The US just used a drone boat for the first time. Everyone else got there years ago.
Unmanned speedboats packed with explosives hit an Iranian naval base this week, and America is the last major power to the party.
Three unmanned speedboats called Corsairs drove themselves into an Iranian naval base at Bandar Abbas on Sunday and blew up.
It was the first time American forces have used explosive drone boats in combat.
The target was a Ghadir-class midget submarine sitting on a maintenance gantry. Each 24-foot boat carries up to 1,000 pounds of payload and can travel 1,000 nautical miles. Video released by CENTCOM shows them making a slow, uncontested approach to the pier before detonating.
That is the news. Here is what the announcement skipped.
The technology is not new. It is not remotely new.
The first unmanned underwater vehicle was built in 1957 at the University of Washington, funded by the US Office of Naval Research.

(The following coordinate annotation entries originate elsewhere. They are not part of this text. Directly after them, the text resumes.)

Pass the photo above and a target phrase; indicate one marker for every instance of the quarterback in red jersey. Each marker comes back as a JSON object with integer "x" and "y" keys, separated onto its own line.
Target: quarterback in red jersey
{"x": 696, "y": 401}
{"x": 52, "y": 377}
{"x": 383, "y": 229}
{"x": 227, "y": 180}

It could dive 10,000 feet.
The US Navy has had a formal plan for unmanned undersea vehicles since 1994.
Sixty-nine years after the first one launched, the world's most expensive military has used one in anger for the first time.
Everyone else got there first.
Ukraine drove Russia's Black Sea Fleet out of Crimea with drone boats improvised from jet skis and speedboats, some assembled in sheds. Not with submarines. Not with carriers. With boats that cost less than a family sedan.
In December, Ukraine hit a Russian submarine at Novorossiysk — one of the most heavily protected ports in the region — using underwater drones. Its security service called it the first operation of its kind.
Ukraine's TLK-150 undersea drone is two and a half metres long. An advanced version has a range of 2,000 kilometres and carries close to five tonnes of explosives.
Iran has been running cheap unmanned boats in the Gulf for years. The Houthis have used them against Red Sea shipping, and captured an American underwater drone in 2018.
Saronic, the Texas company that built the Corsairs, was founded because of what Ukraine did. The firm formed in response to the asymmetric effects of unmanned boats in the Black Sea.
The US Navy signed a $392 million production contract with it in December. The boats reached the Middle East in late March, and spent three and a half months on surveillance and rescue work before Sunday.
Analysts have been blunt about where that leaves Washington. The US has been behind the curve. This week is the catching up.
Yesterday, using multiple one-way attack surface drones, CENTCOM forces successfully struck a submarine and ship maintenance facility in Iran. Three Corsair unmanned surface vessels hit the port at Bandar Abbas Naval Base, marking the first time American forces have employed sea… pic.twitter.com/bOM2kmgRxz
— U.S. Central Command (@CENTCOM) July 13, 2026
Then there is the man who ordered it.
Donald Trump spent years attacking Barack Obama over drone warfare and its mistakes.
In his first two years in office, Trump launched 238 drone strikes. Obama launched 186 in his.
Trump rescinded the rule requiring near certainty of no civilian deaths outside war zones. He handed strike authority back to the CIA, which, unlike the Pentagon, does not report civilian casualties to Congress. He expanded the list of countries designated active combat zones. In 2019 he scrapped the requirement to publish civilian drone deaths at all.
Airwars has suggested he may have ordered more strikes in Yemen than every previous American president combined.
The critic became the heaviest user, then turned off the lights.
Here is the part that should stop you.
While the US Navy was driving explosives into an Iranian port, the US government was busy banning camera drones.
Under the 2025 defence act, any national security agency had until December 23 to audit DJI, the Chinese company that dominates the consumer drone market.
None did. The law never named who should. DJI publicly asked to be audited and said it had nothing to hide.
The deadline passed, and the company was blacklisted by default. No finding of wrongdoing. No evidence published. No review at all.
The FCC then went further than the law required and blacklisted every foreign-made drone and critical component — the first entry of its kind based purely on where something is manufactured. DJI would remain covered even if it moved production to America.
So the machinery of the state can shut a company out of the market without reading a page about it.
What it cannot do is buy a drone boat before Ukraine does.
America's first drone boat strike is not a demonstration of technological superiority.
It is a superpower with a $368 billion submarine programme taking notes from a country that fights with jet skis.